Earlier this year, our friends at Cornerstone Cellars in Napa Valley decided that a change was needed with their second label, Stepping Stone by Cornerstone Cellars. You can read Cornerstone Managing Partner Craig Camp’s blog regarding their thoughts about that change, but the basic idea was that they wanted to move away from a range of declassified wines that were lower in price and more easygoing (or “comfortable, as Camp put it), and strive for higher quality with fruit from specially selected vineyards. The old Stepping Stone label was abandoned in favor of a black version of the familiar white Cornerstone Cellars label, and thus the Black Label Stepping Stone Cuvée tier was born. We received bottles of their inaugural Cabernet Sauvignon and Cabernet Franc some months ago, and took our sweet old time getting to the latter, thus the delay in filing this report.
We mostly liked what we had tried from the Stepping Stone tier previously, so I was quite intrigued as to what these are all about. Here are my impressions of the two.
2011 Cornerstone Napa Valley Cabernet Sauvignon Black Label Stepping Stone Cuvée, 14.3% alc., $45.00: Certifiably opaque, deep and very dark in color; big oak on the nose, too much for my liking, really. More of the same on the palate, with plenty of rich, ripe Cabernet fruit shaded with earthy undertones that give some little sense of connection to the soils from which it was produced. I’m more tolerant than Kim or some of our other wine loving friends when it comes to oak, but this is just too much for me right now. The question is, how well will it integrate with time? Full bodied, well-structured and too much oak, Mozart!
Now, here’s the odd thing. I took my time over a few hours with a couple of glasses of this, and then corked it up for Kim to try the next evening. I didn’t get a chance to taste it, because I was out playing music. When I asked her how she liked it, I was surprised to hear her say that she did, and might acquit itself nicely with a steak off the grill or some such.
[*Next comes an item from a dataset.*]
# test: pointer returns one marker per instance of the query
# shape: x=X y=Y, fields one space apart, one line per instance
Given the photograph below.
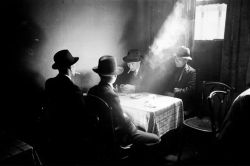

I wish I’d had the chance to see what kind of changes it went through over 24 hours, and I’d like to try it again in a few years, because there’s obviously a luscious core of great fruit here. 88% Cabernet Sauvignon: Ink Grade Vineyard, Beatty Ranch (Howell Mountain) Garvey Family Vineyards “Home Ranch”, Rutherford: 12% Merlot Oakville Station, To Kalon. Each of the vineyards was harvested early to late October, 2011 in perfect conditions. 18 months in French Bordeaux oak barrels, 50% new. Find this wine
2011 Cornerstone Napa Valley Cabernet Franc Black Label Stepping Stone Cuvée, 14.5% alc., $45.00: Clean dark garnet from rim to rim; sweet oak and ripe, earthy fruit coexist nicely on the nose, following through on the palate with hints of smoke and bramble, the latter element emerging more and more with air. Full bodied and very well-structured for several years of development, but certainly more than approachable now. I like this better than the Black Label Cabernet Sauvignon, as the oak is more integrated and the fruit, while ripe, isn’t excessively so. It opens nicely with air, and if it’s not my preferred style of Cab Franc, it’s pretty tasty on its own merits. Very nice with a grilled medium rare Piedmont burger with onion, tomato, arugula and honey Dijon mustard.
We didn’t receive a PDF file with specific tech notes on this wine, as we did with the Cabernet Sauvignon, but Craig Camp did post some general background info on his Linked in page. Cabernet Franc is not exactly abundant in Napa Valley, but Cornerstone does have access to high quality fruit from vineyards in St. Helena, Oakville, Coombsville and Carneros; this also has a bit of Carneros Merlot blended into it. Find this wine
Comparing notes and numbers on the 2010 Stepping Stone by Cornerstone Cellars Napa Valley Cabernet Franc and the 2011 Cornerstone Napa Valley Cabernet Franc Black Label, one notices the $10 price increase. Looking at last year’s effort, I also notice that the fruit also seems to have come from “specially selected vineyards,” so I’m not quite sure what else differentiates the two, beyond the new label and a price increase. My notes on both are rather similar, otherwise.